Horizon Scholars aim to improve clinical care for individuals with disabilities

NOTE: This is one in a series of articles on Brock’s 2025-26 Horizon Graduate Student Scholarship recipients. Read other stories in the series on The Brock News.

As researchers, Asude Ayvaci (MA ’24) and Kevin Yu (MA ’24) are determined to improve the lives of individuals with intellectual and developmental disabilities.

The PhD in Applied Behaviour Analysis (ABA) students, and Horizon Graduate Student Scholarship recipients, believe their work could change clinical decision-making and operations for the better for both clients and clinicians.

Ayvaci’s work centres around interventions for individuals with intellectual and developmental disabilities who display severe challenging behaviours.

“In our field, we view challenging behaviour as learned behaviour or as a learned response to the environment — so, it might be that an individual who doesn’t have the skills to ask for something may engage in aggression to get someone’s attention instead,” she says.

Ayvaci’s master’s research, conducted under the supervision of Associate Professor Alison Cox, explored how the use of restraints on young people with severe challenging behaviours could be limited by training clinicians to identify patterns of escalation.

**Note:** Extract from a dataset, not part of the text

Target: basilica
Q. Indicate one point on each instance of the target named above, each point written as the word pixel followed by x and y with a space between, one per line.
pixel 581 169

Now in her first year of doctoral studies, she is turning her attention to how a combination of behaviour analysis assessments and the monitoring of psychotropic medication, which she notes can be a form of “chemical restraint,” could improve outcomes.

“As behaviour analysts, we can monitor the effects of medications with our assessments to see how medication and medication changes affect an individual, especially individuals with intellectual and developmental disabilities who don’t always have the ability to tell a psychiatrist how a medication makes them feel,” she says.

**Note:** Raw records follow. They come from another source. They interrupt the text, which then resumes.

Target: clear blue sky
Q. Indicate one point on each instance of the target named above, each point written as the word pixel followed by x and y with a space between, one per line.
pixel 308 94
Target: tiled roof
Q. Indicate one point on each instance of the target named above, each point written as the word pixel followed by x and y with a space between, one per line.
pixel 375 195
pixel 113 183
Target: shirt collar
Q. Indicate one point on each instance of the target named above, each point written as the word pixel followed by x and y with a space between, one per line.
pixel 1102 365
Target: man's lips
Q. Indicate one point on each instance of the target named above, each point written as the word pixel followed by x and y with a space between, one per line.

Continuing her work with Cox, Ayvaci hopes that by assessing behaviour before and after a medication change, it will be possible to better determine the effects of different medications and dosages on individuals.

“As clinicians, we need to work together to see how can we best support each individual,” she says. “Can we teach skills instead of using medication to affect behaviour? Can we reduce medication?”

Yu, who holds a master’s degree in developmental psychology and education as well as a Master of Arts from Brock’s Department of Applied Disability Studies, says his research interest in strengths-focused ABA stems from his professional experience.

“I came into the master’s program with a perspective that there was too much focus on deficits around autism and behaviour analysis,” he says. “I wanted to shift that focus and provide balance by incorporating strengths to see how that could change different relationships.”

His Brock master’s research, completed under the supervision of Associate Professor Priscilla Burnham Riosa, involved teaching parents to observe strengths in their autistic children and then seeing whether those observations could improve parent-child relationships or change how parents felt about their own parenting.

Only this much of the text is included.